One equation we have deciphered in the last year is that the more parents work from home, the more schools can escape their otherwise seeingly essential warehousing function.

But of course, theoretically, educational practice in the US should be determined by addressing goals more profound than having a place to warehouse kids. Yet it seems that warehousing inevitably comes to the fore and drives public policy as to what forms of Hybridization of Learning we will “end up with”. Because what is greatly determines what will be; it’s generally the starting point in any reform. And kids at home all the time are problematic for large numbers of WFH parents.

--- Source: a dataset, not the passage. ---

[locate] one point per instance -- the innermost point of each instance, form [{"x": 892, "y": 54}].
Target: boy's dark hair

Bucky Fuller would beg to disagree…he says we can rarely change the current entities and processes, so our best bet is to “route around them”. Bucky was a genius, so we might do well to ponder his viewpoints. OTOH, he sort of brought us the house of the future, the geodesic dome, which many alternative lifestyle citizens constructed for their residence.

While the ingenious aspect was the reduction in building materials needed because of the geometry, the not so genius aspect was they were almost impossible to make leakproof during rainstorms.

 

From Axios 4.24.21

 

As a sprawling study from Microsoft last month put it, “the next great disruption is hybrid work.”

 

More than 70% of workers surveyed in the study want flexible remote work options to continue, while about 65% say they want more time in person with their teams.
Attempting to satisfy both desires points the way toward a hybrid setup, where many workers would continue to operate remotely most days of the week while gathering in offices or other communal spaces occasionally for meetings or collaboration.